Gwenyth Paltrow’s wellness advice may be trendy—but apparently it can cause serious injury. One woman learned that the hard way when she tried a Paltrow-endorsed therapy called "vaginal steaming" and ended up in the ER with a second-degree burn on her vagina.
According to a case report from the Journal of Obstetrics and Gynecology Canada, the 62-year-old woman had a prolapsed vagina—meaning her vagina had fallen out of the pelvic cavity due to weakening of the muscles and tissues that normally hold it in place.
She was preparing to get vaginal reconstructive surgery to treat the prolapse when she decided to take matters into her own hands and try v-steaming to fix the issue on her own.
She told doctors that she followed the advice of a traditional Chinese physician, who told her to place a pan of boiling water in the rim of her toilet seat, then to sit on the toilet for 20 minutes. She did this twice over two days.
Doctors then found that she had a second degree burn across her cervix and vaginal mucosa (part of the vaginal wall, which was outside of her body due to the prolapse). To treat the burn, she was advised to apply antibiotic ointment and wrap the area in gauze, and was discharged without any further complications.

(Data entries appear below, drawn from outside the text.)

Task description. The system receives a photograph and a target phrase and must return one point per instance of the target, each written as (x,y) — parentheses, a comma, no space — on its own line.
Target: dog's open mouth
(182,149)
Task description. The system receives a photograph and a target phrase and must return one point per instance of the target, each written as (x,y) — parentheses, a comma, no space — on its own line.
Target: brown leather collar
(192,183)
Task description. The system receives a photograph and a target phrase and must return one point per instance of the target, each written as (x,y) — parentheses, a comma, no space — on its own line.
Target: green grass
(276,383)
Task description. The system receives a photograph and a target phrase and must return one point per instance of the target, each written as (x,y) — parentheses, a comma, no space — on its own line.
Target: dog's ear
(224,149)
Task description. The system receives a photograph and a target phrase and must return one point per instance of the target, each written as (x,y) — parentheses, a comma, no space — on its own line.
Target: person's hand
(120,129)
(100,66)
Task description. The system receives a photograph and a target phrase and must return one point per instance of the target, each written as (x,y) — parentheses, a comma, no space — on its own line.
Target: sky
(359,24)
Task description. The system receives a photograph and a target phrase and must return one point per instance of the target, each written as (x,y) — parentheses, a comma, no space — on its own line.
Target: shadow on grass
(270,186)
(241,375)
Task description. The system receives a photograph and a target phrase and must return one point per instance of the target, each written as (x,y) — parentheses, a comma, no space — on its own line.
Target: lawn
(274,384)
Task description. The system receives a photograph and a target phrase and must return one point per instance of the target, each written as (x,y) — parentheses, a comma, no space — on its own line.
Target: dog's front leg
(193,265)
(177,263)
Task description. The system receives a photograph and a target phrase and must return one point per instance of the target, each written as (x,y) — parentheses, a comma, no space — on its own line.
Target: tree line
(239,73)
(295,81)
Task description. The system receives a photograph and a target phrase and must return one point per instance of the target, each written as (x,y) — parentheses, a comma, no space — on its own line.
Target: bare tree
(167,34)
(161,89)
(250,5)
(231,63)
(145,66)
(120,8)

The practice of vaginal steaming has been around for ages, but it became more popular after Paltrow raved about it on her wellness brand, Goop.

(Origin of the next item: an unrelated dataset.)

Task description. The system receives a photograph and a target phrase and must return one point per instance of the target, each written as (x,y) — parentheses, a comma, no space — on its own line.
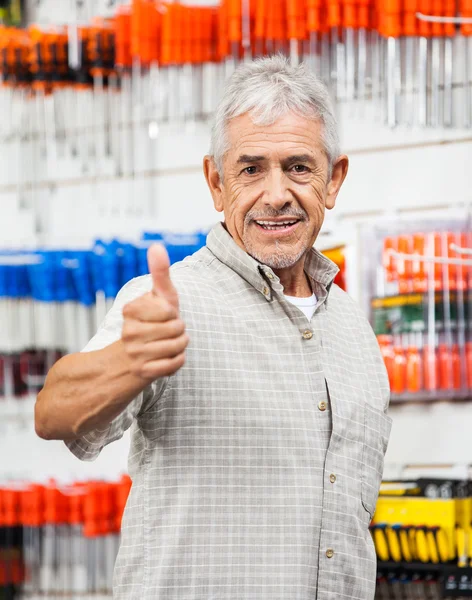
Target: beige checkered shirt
(256,467)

"You sit on what is essentially a mini-throne, and a combination of infrared and mugwort steam cleanses your uterus, et al," Paltrow explained in 2017 on the Goop website. "It is an energetic release, not just a steam douche, that balances female hormone levels."
But this case study is a prime example of why this isn't exactly the smartest idea.
"It probably feels good because the heat increases blood flow to the whole vaginal area, including the clitoris, which could turn some women on," Hilda Hutcherson, MD, an ob-gyn at Columbia University Medical Center in New York, previously told Health. "But if you got too close to the steam, you could end up with second degree burns down there."
Not to mention, the steam itself can increase moisture in and around your vagina, which can make you more susceptible to yeast and bad bacteria growth, Taraneh Shirazian, MD, an ob-gyn at Mount Sinai Hospital in New York City, previously told Health.
Ultimately, there's no way for the steam to actually reach your uterus to supposedly cleanse it—and your vagina takes care of cleaning itself, says Dr. Shirazian. Sorry, Gwenyth, we're with science on this one.